好像有点扯远了,,,,现在开始进入重点啦!!八度卷积是在分辨率的维度提出低频的信息在传统的卷积中也存在冗余,通过将特征图分离成低频信息(低分辨率),高频信息(高分辨率)的达到节省存储和算力。大概估算一下,如果每一个特征图的一半为低频信息,那么他的分辨率降低为原始特征图的1/2,存储会卷积运算会减少1/4。

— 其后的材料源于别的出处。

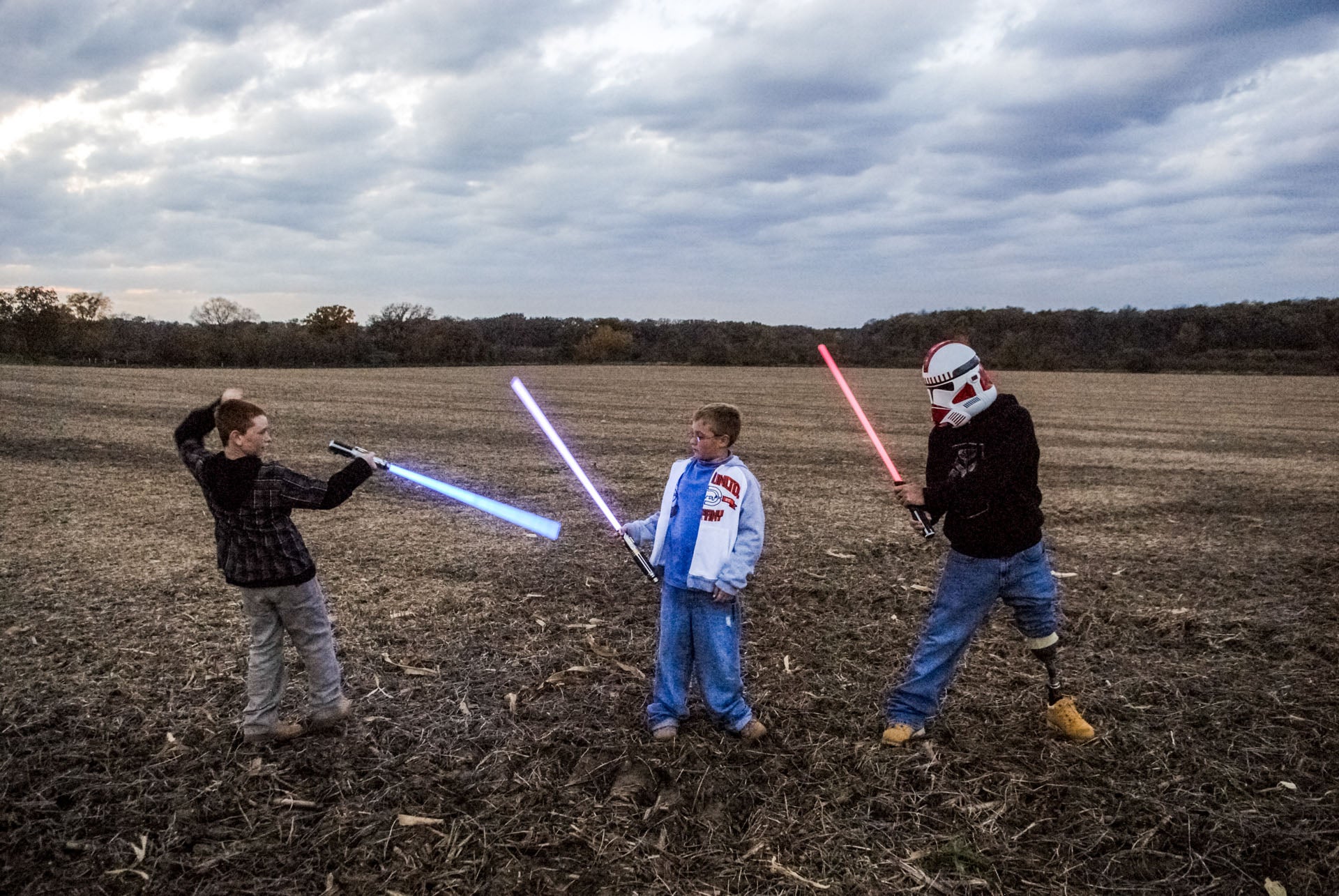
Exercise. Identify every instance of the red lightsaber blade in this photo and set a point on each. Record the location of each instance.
(870, 430)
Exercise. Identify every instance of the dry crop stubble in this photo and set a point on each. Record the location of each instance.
(500, 678)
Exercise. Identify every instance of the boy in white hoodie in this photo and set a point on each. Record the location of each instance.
(706, 538)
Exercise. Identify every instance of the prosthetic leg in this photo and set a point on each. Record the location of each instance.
(1061, 713)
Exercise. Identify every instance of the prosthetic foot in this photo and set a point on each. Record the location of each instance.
(1061, 713)
(1065, 718)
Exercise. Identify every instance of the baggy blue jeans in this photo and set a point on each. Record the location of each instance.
(698, 635)
(967, 592)
(301, 611)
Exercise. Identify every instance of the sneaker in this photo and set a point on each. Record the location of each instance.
(1065, 718)
(752, 731)
(902, 734)
(282, 731)
(333, 715)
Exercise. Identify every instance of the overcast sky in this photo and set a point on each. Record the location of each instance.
(821, 162)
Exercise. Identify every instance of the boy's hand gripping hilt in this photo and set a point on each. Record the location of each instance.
(351, 450)
(921, 517)
(642, 561)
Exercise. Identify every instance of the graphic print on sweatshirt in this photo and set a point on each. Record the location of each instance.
(723, 490)
(969, 457)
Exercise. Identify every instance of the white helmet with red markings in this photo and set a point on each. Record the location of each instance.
(959, 388)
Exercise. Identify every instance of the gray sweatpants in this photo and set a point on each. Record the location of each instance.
(301, 611)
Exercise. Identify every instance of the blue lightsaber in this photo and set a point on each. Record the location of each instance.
(524, 394)
(524, 519)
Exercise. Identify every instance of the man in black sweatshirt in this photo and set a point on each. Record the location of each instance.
(262, 552)
(981, 476)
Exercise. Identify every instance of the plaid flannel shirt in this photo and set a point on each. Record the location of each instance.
(257, 542)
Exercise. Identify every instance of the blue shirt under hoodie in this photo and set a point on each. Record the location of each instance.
(686, 517)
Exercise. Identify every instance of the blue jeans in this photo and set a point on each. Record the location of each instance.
(967, 592)
(301, 611)
(697, 634)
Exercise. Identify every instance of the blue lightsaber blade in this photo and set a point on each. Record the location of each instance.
(524, 519)
(524, 394)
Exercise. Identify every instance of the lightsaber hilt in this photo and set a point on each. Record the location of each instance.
(351, 450)
(642, 561)
(921, 517)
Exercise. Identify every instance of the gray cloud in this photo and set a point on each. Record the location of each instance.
(812, 162)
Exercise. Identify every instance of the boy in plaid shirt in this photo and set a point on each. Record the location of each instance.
(262, 552)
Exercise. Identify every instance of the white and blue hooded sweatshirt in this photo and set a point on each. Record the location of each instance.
(709, 529)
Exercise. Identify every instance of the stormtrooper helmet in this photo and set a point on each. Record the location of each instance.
(959, 388)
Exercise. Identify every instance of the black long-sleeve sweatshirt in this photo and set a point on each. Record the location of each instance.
(259, 544)
(982, 477)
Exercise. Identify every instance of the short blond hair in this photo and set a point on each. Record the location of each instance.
(725, 420)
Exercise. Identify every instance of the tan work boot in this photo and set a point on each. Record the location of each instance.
(282, 731)
(1065, 718)
(902, 734)
(752, 731)
(330, 717)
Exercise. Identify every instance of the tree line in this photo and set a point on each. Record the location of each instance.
(1295, 337)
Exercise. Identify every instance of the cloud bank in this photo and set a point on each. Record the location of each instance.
(815, 162)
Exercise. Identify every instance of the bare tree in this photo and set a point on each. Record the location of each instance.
(221, 311)
(89, 305)
(328, 319)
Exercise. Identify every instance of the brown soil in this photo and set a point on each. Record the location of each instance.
(1197, 515)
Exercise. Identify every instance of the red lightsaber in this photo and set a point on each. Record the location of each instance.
(870, 430)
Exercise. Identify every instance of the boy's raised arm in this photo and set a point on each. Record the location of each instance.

下采样刚才我们降低冗余是通过降低低频信息的分辨率,那么现在的问题是如何进行分辨率的降低呢?卷积网络中有两种下采样的方式,一种是池化(pool),一种是步长为2的卷积。论文的实验是说池化的方式会更有效
将八度卷积嵌入到resnet中发现stride=2的卷积下采样并没有降低可训练的参数,而pool的下采样方式则数十倍的降低了参数量。具体的数值当时没有保存,应该会降低的更过。pool我们好理解,因为pool本来并没有可训练卷积,而stride=2的卷积下采样本质是将原始的卷积核分解成四份(中间卷积)或者两份(开始和结尾卷积),所以他的可训练参数是不会减少的。
八度卷积路线图
第一层卷积:输入图像默认全部为高频信息,故alpha_int=0,alpha_out=
中间层卷积,特征图包含低频和高频信息,一般设置为alpha_int=alpha_out=
最后一层卷积,回复正常特征图,故alpha_int=,alpha_out=0
这里的参数设置一般为0.5,0.2。具体的参数设置会根据图像的特征丰富程度调整。
简单总结:特征图由第一层进入分为两路(低频信息和高频信息),中间层一直是两路信息,并且两路信息之间有交互,最终汇聚为一路信息输出。
具体实现代码
版本一 pool池化
# -*- coding: utf-8 -*-
# @Time : 2019/4/22 13:29
# @Author : ljf
import torch
import torch.nn.functional as F
from torch import nn
class OctConv2d_v1(nn.Conv2d):
def __init__(self,
in_channels,
out_channels,
kernel_size,
stride=1,
padding=0,
dilation=1,
groups=1,
bias=True,
alpha_in=0.5,
alpha_out=0.5
):
"""adapt first octconv , octconv and last octconv
"""
assert alpha_in >= 0 and alpha_in <= 1, "the value of alpha_in should be in range of [0,1],but get {}".format(
alpha_in)
assert alpha_out >= 0 and alpha_out <= 1, "the value of alpha_in should be in range of [0,1],but get {}".format(
alpha_out)
super(OctConv2d_v1, self).__init__(in_channels,
out_channels,
dilation,
groups,
bias,)
self.alpha_in = alpha_in
self.alpha_out = alpha_out
self.kernel_size = (1,1)
self.stride = (1,1)
self.avgPool = nn.AvgPool2d(kernel_size, stride, padding)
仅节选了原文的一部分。